Manifestation à Paris, boulevard Magenta
Je partage de tout mon coeur la douleur de tous les gens sensibles du monde, demeurant effrayés par la tragédie ukrainienne et tout à fait favorables à l’accueil de ces multitudes de familles obligées de fuir de leurs villes et villages sans savoir si elles y pourront jamais revenir et, dans ce cas, si elles y trouveront leur maison encore debout. Mais je trouve assez inquiétant que les États-Unis soient en train de dépenser d’immenses capitaux pour « armer l’Ukraine contre la Russie ». Pensent-ils vraiment que celle-ci puisse enfin, toute seule, gagner ? Il ne faut pas forcément « chercher le complot » pour comprendre qu’il s’agit d’une grave et bien dangereuse initiative, que Joe Biden a conçue sur la peau du peuple ukrainien tout en imposant à l’Union Européenne – traversant à présent une phase très acerbe de sa constitution politique et militaire, tandis que la crise climatique demanderait le maximum d’attention et que la pandémie de Covid-19 n’a pas encore été battue – une attitude hostile envers un pays, la Russie, qui détient l’arme nucléaire et dispose d’une force militaire assez redoutable.
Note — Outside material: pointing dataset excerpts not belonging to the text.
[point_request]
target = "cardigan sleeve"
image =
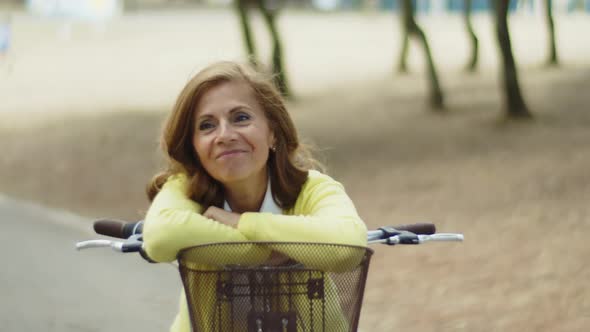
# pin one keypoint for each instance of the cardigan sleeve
(323, 213)
(174, 222)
La télé-réalité aidant, on profite beaucoup de la sensibilité des Occidentaux envers les crimes, certes terrifiants et insupportables, perpétrés pendant cette guerre « voisine ». Et pourtant, rien qu’au cours de ce vingt-unième siècle, combien de crimes de guerre ont été commis partout dans le monde ? À l’encontre d’une longue liste de pays en guerre en ce moment même où j’écris, personne ne demande à l’Europe d’aller au-delà de la condamnation la plus résolue ainsi que de justes sanctions . Au contraire, la guerre entre Russie et Ukraine est devenue l’occasion d’une concurrence acharnée où les États-Unis sont sans doute les champions de la générosité la plus désintéressée. J’ai donc peur que cet enchaînement de petites ou grandes actions redoutables – décidées en dehors du contrôle de la part des peuples concernés – telle la fourniture d’armes de plus en plus lourdes à l’Ukraine, puisse occasionner une ultérieure, encore plus terrible et plus proche, avalanche de mort.
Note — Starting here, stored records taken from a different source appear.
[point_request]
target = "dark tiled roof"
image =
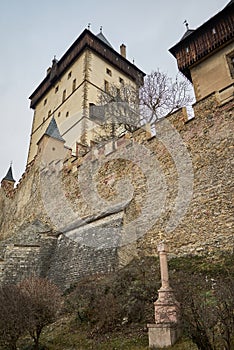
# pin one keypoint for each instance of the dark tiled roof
(187, 33)
(9, 176)
(104, 39)
(53, 131)
(230, 3)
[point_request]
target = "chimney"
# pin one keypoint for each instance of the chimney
(123, 50)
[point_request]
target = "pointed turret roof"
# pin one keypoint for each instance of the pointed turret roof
(103, 38)
(53, 130)
(9, 175)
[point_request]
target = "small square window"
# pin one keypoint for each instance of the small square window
(74, 85)
(109, 72)
(69, 75)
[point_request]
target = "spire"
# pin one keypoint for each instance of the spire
(103, 38)
(53, 130)
(9, 176)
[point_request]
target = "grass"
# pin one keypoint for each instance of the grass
(66, 334)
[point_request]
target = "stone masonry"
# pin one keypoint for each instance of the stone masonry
(32, 243)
J’espère que mes amis pardonneront les propos que j’ai laissé libres de franchir les limites auxquelles devrait se tenir un observateur comme moi, qui n’en a pas la compétence ni le droit. Je suis un écrivain italien installé à Paris depuis quinze ans à peine, qui se considère pourtant comme citoyen de ce pays dont il partage avec enthousiasme la culture et l’esprit aussi joyeux qu’intransigeant. Cependant, mes propos avaient un but : celui de mettre ma « sensibilité d’écorché vif attaché à la vie » et mon « oeil extérieur » au service d’une réflexion citoyenne qui relie finalement la lutte politique et syndicale pour une réforme positive du travail et des retraites à la « guerre pour la paix ». Une paix durable, qui règne enfin dans un monde plus juste et solidaire, capable de relever le défi de gigantesques actions qu’il faudra concrètement mettre en place lorsqu’on s’attellera, sans doute en retard, à l’oeuvre de sauvetage de la planète.